I guess it might sort of seem odd on the face but you don’t learn how to answer the questions by *not* answering the phone and if you have more senior people there you have the ability to ask them for help. I mean the phone is annoying but it definitely makes sense to me that you should be involving the most junior person in the room to answer them.
 
I guess it might sort of seem odd on the face but you don’t learn how to answer the questions by *not* answering the phone and if you have more senior people there you have the ability to ask them for help. I mean the phone is annoying but it definitely makes sense to me that you should be involving the most junior person in the room to answer them.

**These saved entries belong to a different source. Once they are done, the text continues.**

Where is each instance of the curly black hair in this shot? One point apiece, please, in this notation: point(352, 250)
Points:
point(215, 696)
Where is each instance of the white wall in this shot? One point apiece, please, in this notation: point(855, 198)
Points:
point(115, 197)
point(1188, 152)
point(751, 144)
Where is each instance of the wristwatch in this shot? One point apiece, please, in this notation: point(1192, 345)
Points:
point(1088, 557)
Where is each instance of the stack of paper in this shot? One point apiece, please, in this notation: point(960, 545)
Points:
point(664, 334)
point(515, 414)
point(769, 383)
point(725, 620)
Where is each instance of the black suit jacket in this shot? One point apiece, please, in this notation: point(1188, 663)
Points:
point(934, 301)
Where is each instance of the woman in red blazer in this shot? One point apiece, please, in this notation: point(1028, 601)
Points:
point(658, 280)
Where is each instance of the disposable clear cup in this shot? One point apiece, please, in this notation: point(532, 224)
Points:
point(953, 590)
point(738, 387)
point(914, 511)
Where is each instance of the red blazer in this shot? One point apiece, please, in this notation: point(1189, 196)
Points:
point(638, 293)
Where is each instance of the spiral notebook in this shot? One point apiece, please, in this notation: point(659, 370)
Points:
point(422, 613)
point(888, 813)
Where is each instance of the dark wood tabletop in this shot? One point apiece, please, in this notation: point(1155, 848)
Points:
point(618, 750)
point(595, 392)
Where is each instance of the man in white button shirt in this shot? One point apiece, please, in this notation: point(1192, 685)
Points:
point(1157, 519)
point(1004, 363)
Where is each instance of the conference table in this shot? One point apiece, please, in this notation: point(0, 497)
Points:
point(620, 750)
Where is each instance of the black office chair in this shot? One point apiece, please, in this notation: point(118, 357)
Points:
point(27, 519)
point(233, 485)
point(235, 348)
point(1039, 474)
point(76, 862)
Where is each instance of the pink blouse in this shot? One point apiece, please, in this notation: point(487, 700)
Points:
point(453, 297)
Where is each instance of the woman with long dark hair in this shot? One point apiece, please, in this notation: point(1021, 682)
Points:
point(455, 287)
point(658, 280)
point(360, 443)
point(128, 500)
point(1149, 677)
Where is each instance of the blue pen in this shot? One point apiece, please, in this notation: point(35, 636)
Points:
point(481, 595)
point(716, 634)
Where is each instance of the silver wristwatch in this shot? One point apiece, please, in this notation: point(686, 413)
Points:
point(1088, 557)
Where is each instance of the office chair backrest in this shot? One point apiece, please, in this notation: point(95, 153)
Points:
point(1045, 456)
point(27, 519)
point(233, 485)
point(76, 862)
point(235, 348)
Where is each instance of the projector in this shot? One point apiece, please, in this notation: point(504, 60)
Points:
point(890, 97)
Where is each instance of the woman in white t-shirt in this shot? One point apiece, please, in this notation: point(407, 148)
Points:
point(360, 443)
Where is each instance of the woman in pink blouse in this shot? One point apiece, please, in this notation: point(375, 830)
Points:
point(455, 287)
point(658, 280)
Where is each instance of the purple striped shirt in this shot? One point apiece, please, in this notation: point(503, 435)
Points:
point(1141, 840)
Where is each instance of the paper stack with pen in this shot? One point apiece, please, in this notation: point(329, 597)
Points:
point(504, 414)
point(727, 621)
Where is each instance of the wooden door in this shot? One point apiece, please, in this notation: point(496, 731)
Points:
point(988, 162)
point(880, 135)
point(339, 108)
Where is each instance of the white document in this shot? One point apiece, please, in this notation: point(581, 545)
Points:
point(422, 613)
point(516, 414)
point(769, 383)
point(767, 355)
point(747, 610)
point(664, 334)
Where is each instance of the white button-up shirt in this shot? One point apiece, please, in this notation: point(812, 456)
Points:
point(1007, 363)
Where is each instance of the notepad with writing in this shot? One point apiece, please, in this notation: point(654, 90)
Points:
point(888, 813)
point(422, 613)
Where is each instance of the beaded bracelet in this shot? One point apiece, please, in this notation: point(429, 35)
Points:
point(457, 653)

True. Ultimately either the more senior resident or attending would get interrupted and have to address the question at hand. There def is educational value but having this set-up too early is certainly not efficient. I mean one needs to understand the basics (eg. when is MR better than CT and vice versa etc). When I was thrown in, just seemed like it was more about convenience for the faculty. I could be tied up on one line and some attendings would simply ignore a 2nd line ringing.

I did a fellowship at a UC program and some of their busier sections (like neuro) had people hired to directly handle the phones (was going to use the term "secretary" but I'm sure this is likely not PC!). Also each day one of the attending was assigned to deal with these phone issues, as well as walk in consults. Seemed to work pretty well.
 
First year rads resident here. Very little scut compared other specialities. 95% of my day is solving clinical problems vs IM where I was dealing with scut for 60% of my day and maybe 10% was solving clinical problems.